02.17.13

Practice Discernment

Christians believe we are not alone in the midst of uncertain insights and conflicting impulses. Discernment is the intentional practice by which a community or an individual seeks, recognizes, and intentionally takes part in the activity of God in concrete situations.

“Our decisions and our search for guidance take place in the active presence of a God who intimately cares about our life situations and who invites us to participate in the divine activities of healing and transformation.” — Frank Rogers, Jr.

 discernment-roadfork

 

What is your favorite scripture passage? Read it each day. How does it connect to the decisions you need to make this week? Ask God to show you as many connections as will help you see a way forward to make your decision(s).
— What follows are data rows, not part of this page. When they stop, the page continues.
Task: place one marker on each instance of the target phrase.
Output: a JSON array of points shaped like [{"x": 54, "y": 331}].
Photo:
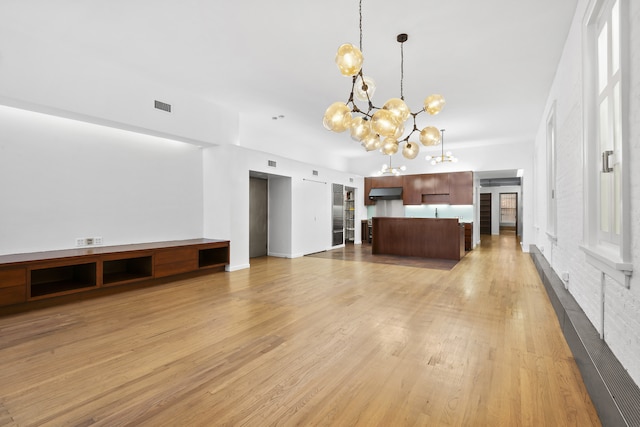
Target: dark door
[
  {"x": 258, "y": 217},
  {"x": 508, "y": 213},
  {"x": 485, "y": 213}
]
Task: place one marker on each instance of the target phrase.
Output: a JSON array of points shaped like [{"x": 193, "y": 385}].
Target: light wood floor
[{"x": 308, "y": 341}]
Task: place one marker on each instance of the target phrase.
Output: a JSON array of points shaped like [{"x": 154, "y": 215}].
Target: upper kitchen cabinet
[
  {"x": 461, "y": 188},
  {"x": 454, "y": 188},
  {"x": 380, "y": 182}
]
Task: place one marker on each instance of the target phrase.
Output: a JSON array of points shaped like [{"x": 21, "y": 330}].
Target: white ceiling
[{"x": 493, "y": 60}]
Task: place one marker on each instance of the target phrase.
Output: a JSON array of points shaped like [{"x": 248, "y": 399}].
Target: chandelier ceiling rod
[{"x": 378, "y": 128}]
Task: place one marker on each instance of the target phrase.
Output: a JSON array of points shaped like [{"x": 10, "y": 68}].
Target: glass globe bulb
[
  {"x": 384, "y": 123},
  {"x": 361, "y": 93},
  {"x": 433, "y": 104},
  {"x": 359, "y": 128},
  {"x": 389, "y": 146},
  {"x": 398, "y": 108},
  {"x": 349, "y": 59},
  {"x": 371, "y": 142},
  {"x": 410, "y": 150},
  {"x": 430, "y": 136},
  {"x": 337, "y": 117},
  {"x": 399, "y": 131}
]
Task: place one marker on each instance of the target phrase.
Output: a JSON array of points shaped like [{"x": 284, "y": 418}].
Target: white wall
[
  {"x": 61, "y": 179},
  {"x": 495, "y": 206},
  {"x": 622, "y": 309},
  {"x": 79, "y": 80},
  {"x": 226, "y": 200},
  {"x": 280, "y": 216}
]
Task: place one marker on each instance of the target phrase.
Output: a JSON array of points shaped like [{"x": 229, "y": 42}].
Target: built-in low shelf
[
  {"x": 34, "y": 276},
  {"x": 213, "y": 257},
  {"x": 126, "y": 270},
  {"x": 62, "y": 279}
]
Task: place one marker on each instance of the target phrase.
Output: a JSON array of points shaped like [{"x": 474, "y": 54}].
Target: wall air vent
[{"x": 163, "y": 106}]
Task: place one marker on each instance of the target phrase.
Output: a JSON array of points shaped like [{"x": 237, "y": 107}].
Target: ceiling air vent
[{"x": 163, "y": 106}]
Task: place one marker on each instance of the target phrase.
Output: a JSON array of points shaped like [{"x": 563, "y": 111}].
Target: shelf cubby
[
  {"x": 212, "y": 257},
  {"x": 123, "y": 270},
  {"x": 62, "y": 279}
]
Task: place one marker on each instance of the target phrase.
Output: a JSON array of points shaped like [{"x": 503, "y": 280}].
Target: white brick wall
[{"x": 622, "y": 307}]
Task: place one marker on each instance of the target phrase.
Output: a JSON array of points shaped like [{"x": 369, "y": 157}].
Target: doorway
[
  {"x": 508, "y": 213},
  {"x": 485, "y": 213},
  {"x": 258, "y": 216}
]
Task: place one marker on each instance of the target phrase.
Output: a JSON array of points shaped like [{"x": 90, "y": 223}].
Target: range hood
[{"x": 391, "y": 193}]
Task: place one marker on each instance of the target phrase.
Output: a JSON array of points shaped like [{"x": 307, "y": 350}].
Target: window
[
  {"x": 607, "y": 217},
  {"x": 551, "y": 174},
  {"x": 508, "y": 209}
]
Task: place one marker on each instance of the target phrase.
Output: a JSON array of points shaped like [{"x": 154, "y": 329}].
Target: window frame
[
  {"x": 552, "y": 205},
  {"x": 611, "y": 258}
]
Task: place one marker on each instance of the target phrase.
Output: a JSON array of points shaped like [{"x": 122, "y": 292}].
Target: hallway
[{"x": 305, "y": 341}]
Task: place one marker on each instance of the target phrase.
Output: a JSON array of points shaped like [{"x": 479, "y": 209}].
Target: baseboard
[
  {"x": 236, "y": 267},
  {"x": 614, "y": 394}
]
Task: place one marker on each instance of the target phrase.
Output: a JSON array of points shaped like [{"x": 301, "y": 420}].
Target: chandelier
[
  {"x": 443, "y": 157},
  {"x": 389, "y": 170},
  {"x": 374, "y": 127}
]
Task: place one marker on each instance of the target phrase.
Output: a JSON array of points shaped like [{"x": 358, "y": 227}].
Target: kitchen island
[{"x": 441, "y": 238}]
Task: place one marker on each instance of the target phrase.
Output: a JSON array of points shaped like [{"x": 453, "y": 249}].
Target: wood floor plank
[{"x": 310, "y": 341}]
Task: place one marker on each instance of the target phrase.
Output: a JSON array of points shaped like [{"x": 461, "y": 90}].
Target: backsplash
[{"x": 463, "y": 212}]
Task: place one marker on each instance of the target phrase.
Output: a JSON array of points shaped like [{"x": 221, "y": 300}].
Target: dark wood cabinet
[
  {"x": 13, "y": 285},
  {"x": 412, "y": 189},
  {"x": 461, "y": 188},
  {"x": 438, "y": 238},
  {"x": 468, "y": 236},
  {"x": 379, "y": 182},
  {"x": 455, "y": 188},
  {"x": 34, "y": 276},
  {"x": 485, "y": 213}
]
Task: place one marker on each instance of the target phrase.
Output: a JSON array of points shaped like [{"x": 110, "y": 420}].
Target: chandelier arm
[
  {"x": 360, "y": 12},
  {"x": 402, "y": 70}
]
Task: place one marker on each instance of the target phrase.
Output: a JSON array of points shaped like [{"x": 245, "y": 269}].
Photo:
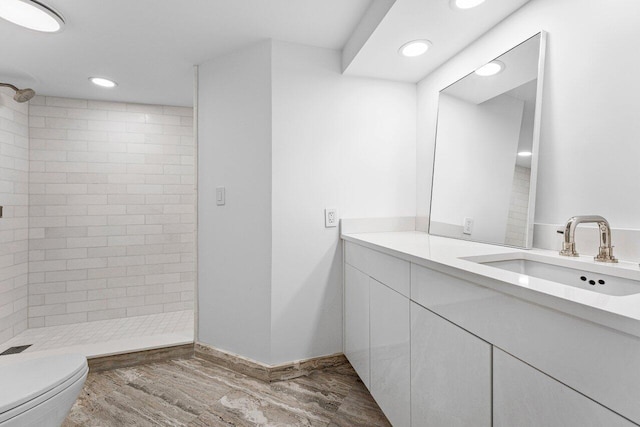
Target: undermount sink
[{"x": 588, "y": 276}]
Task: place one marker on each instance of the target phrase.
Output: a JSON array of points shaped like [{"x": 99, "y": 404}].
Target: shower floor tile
[{"x": 108, "y": 337}]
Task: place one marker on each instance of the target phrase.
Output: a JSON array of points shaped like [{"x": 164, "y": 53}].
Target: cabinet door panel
[
  {"x": 356, "y": 321},
  {"x": 525, "y": 397},
  {"x": 450, "y": 374},
  {"x": 390, "y": 353}
]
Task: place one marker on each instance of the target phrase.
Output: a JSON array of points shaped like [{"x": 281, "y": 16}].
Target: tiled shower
[{"x": 99, "y": 216}]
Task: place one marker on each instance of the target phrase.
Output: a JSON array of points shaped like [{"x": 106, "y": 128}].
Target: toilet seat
[{"x": 29, "y": 383}]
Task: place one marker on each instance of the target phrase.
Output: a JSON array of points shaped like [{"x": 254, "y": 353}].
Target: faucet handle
[
  {"x": 569, "y": 249},
  {"x": 605, "y": 254}
]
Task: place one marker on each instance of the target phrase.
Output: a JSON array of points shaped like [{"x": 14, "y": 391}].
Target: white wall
[
  {"x": 112, "y": 204},
  {"x": 341, "y": 142},
  {"x": 589, "y": 147},
  {"x": 288, "y": 135},
  {"x": 476, "y": 156},
  {"x": 234, "y": 241},
  {"x": 14, "y": 182}
]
Read and reflect on the scriptures from the worship service:

Proverbs 3:5-8

Trust in the Lord with all your heart, and do not rely on your own insight.

In all your ways acknowledge him, and he will make straight your paths.
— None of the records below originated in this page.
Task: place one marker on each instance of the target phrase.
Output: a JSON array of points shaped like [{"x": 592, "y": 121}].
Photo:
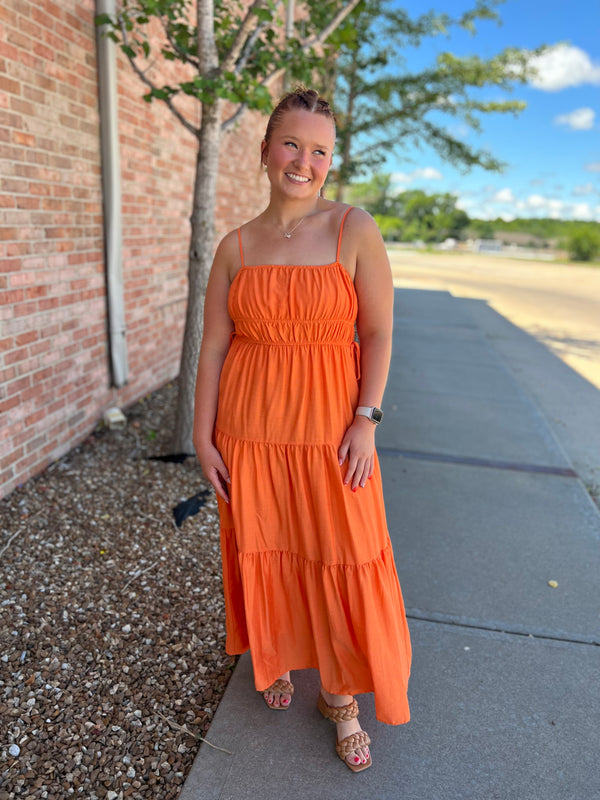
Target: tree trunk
[
  {"x": 347, "y": 147},
  {"x": 200, "y": 255}
]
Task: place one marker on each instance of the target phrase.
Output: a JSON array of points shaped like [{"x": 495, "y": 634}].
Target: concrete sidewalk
[{"x": 484, "y": 508}]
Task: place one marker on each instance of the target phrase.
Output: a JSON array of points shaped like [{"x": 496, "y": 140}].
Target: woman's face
[{"x": 299, "y": 153}]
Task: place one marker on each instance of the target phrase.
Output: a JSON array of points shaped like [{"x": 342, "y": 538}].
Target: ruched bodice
[
  {"x": 281, "y": 304},
  {"x": 308, "y": 571}
]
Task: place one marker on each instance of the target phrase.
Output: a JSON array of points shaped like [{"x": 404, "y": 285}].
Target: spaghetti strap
[
  {"x": 241, "y": 248},
  {"x": 337, "y": 257}
]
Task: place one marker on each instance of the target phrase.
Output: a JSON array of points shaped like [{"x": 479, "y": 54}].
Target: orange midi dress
[{"x": 308, "y": 570}]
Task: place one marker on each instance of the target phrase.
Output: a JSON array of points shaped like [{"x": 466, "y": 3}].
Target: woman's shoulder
[{"x": 358, "y": 223}]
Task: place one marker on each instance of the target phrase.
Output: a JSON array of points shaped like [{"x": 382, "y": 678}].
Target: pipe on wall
[{"x": 111, "y": 193}]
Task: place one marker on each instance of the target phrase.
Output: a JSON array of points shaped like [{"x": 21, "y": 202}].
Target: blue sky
[{"x": 553, "y": 147}]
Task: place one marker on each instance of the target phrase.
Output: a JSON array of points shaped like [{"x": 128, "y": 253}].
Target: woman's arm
[
  {"x": 215, "y": 345},
  {"x": 375, "y": 293}
]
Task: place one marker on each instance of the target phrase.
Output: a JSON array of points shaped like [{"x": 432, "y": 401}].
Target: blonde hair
[{"x": 300, "y": 98}]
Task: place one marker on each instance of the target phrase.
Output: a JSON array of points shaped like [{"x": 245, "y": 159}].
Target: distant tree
[
  {"x": 230, "y": 53},
  {"x": 584, "y": 244},
  {"x": 410, "y": 215},
  {"x": 381, "y": 104}
]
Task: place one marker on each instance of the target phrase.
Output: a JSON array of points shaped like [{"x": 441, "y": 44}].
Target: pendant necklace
[{"x": 288, "y": 234}]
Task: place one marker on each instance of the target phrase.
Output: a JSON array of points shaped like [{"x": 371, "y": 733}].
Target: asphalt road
[{"x": 558, "y": 304}]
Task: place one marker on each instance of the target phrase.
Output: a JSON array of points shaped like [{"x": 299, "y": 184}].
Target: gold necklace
[{"x": 288, "y": 234}]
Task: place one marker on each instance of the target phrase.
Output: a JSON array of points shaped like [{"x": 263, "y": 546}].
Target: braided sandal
[
  {"x": 279, "y": 687},
  {"x": 350, "y": 743}
]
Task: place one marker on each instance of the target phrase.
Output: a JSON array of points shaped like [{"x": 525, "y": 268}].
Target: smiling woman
[{"x": 286, "y": 409}]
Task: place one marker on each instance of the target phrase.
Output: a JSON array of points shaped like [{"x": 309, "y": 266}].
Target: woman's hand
[
  {"x": 358, "y": 446},
  {"x": 214, "y": 469}
]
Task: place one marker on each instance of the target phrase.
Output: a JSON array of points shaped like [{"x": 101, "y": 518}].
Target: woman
[{"x": 286, "y": 410}]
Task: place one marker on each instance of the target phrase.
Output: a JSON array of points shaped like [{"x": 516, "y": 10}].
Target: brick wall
[{"x": 54, "y": 369}]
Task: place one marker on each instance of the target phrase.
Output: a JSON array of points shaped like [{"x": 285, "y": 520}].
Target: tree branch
[
  {"x": 228, "y": 62},
  {"x": 142, "y": 76},
  {"x": 314, "y": 41},
  {"x": 230, "y": 122},
  {"x": 185, "y": 57}
]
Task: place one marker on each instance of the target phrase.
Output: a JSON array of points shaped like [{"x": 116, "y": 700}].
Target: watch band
[{"x": 371, "y": 412}]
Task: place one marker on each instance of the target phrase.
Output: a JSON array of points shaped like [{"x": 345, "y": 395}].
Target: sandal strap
[
  {"x": 352, "y": 743},
  {"x": 280, "y": 687},
  {"x": 338, "y": 713}
]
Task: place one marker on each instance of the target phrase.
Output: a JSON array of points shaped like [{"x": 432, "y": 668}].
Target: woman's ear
[{"x": 264, "y": 152}]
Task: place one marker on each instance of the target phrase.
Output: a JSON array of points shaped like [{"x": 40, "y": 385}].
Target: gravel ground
[{"x": 112, "y": 629}]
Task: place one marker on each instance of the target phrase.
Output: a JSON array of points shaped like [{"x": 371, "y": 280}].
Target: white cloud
[
  {"x": 582, "y": 119},
  {"x": 424, "y": 173},
  {"x": 504, "y": 196},
  {"x": 586, "y": 188},
  {"x": 561, "y": 66},
  {"x": 536, "y": 201},
  {"x": 582, "y": 211}
]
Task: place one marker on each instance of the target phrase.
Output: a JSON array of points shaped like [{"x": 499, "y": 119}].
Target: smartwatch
[{"x": 371, "y": 412}]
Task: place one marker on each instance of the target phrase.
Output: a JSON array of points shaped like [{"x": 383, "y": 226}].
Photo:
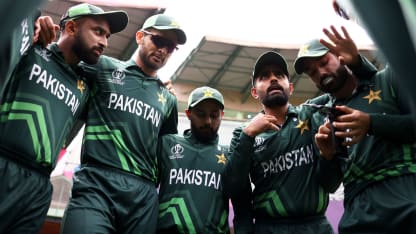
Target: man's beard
[
  {"x": 83, "y": 52},
  {"x": 276, "y": 100},
  {"x": 204, "y": 134},
  {"x": 334, "y": 83}
]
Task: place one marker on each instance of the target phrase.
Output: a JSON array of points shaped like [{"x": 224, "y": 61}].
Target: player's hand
[
  {"x": 169, "y": 86},
  {"x": 261, "y": 123},
  {"x": 45, "y": 30},
  {"x": 343, "y": 46},
  {"x": 352, "y": 125},
  {"x": 324, "y": 141}
]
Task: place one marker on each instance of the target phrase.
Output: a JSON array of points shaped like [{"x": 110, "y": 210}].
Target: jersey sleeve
[
  {"x": 170, "y": 126},
  {"x": 401, "y": 128},
  {"x": 243, "y": 211},
  {"x": 365, "y": 70}
]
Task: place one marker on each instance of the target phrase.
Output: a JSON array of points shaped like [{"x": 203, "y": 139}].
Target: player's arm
[
  {"x": 346, "y": 50},
  {"x": 238, "y": 166}
]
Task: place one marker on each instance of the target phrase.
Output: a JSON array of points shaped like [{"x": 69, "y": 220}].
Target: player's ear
[
  {"x": 188, "y": 113},
  {"x": 254, "y": 93}
]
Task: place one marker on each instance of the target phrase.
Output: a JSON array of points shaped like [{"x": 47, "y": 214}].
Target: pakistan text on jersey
[
  {"x": 25, "y": 36},
  {"x": 134, "y": 106},
  {"x": 56, "y": 88},
  {"x": 195, "y": 177},
  {"x": 289, "y": 160}
]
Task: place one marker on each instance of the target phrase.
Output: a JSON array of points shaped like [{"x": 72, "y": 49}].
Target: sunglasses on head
[{"x": 161, "y": 42}]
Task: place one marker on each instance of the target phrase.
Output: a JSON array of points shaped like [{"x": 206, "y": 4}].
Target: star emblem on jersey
[
  {"x": 208, "y": 93},
  {"x": 303, "y": 50},
  {"x": 80, "y": 85},
  {"x": 303, "y": 126},
  {"x": 221, "y": 159},
  {"x": 162, "y": 98},
  {"x": 373, "y": 95}
]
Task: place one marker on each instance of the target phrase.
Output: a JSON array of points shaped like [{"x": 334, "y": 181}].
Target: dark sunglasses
[{"x": 161, "y": 42}]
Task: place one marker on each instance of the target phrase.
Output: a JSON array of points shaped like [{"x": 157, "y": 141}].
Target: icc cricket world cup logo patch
[{"x": 176, "y": 151}]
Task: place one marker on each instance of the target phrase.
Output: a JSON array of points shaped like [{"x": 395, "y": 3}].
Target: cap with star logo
[
  {"x": 311, "y": 49},
  {"x": 203, "y": 93},
  {"x": 117, "y": 20},
  {"x": 164, "y": 22}
]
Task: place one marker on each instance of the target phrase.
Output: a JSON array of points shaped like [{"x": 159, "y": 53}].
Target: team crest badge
[{"x": 373, "y": 95}]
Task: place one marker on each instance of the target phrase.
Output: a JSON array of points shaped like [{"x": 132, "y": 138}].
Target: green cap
[
  {"x": 311, "y": 49},
  {"x": 204, "y": 93},
  {"x": 267, "y": 58},
  {"x": 117, "y": 20},
  {"x": 164, "y": 22}
]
Do not be wise in your own eyes; fear the Lord, and turn away from evil.

It will be a healing for your flesh and a refreshment for your body.

 1 Thessalonians 5:12-24

12 But we appeal to you, brothers and sisters, to respect those who labour among you, and have charge of you in the Lord and admonish you; 13esteem them very highly in love because of their work. Be at peace among yourselves. 14And we urge you, beloved, to admonish the idlers, encourage the faint-hearted, help the weak, be patient with all of them. 15See that none of you repays evil for evil, but always seek to do good to one another and to all. 16Rejoice always, 17pray without ceasing, 18give thanks in all circumstances; for this is the will of God in Christ Jesus for you. 19Do not quench the Spirit. 20Do not despise the words of prophets, 21but test everything; hold fast to what is good; 22abstain from every form of evil. 23 May the God of peace himself sanctify you entirely; and may your spirit and soul and body be kept sound and blameless at the coming of our Lord Jesus Christ. 24The one who calls you is faithful, and he will do this.

 

The Ignatian Way to Make a Decision

1. Become aware of as many dimensions of the decision as possible. Investigate information sources; weigh pros and cons; consult with confidants.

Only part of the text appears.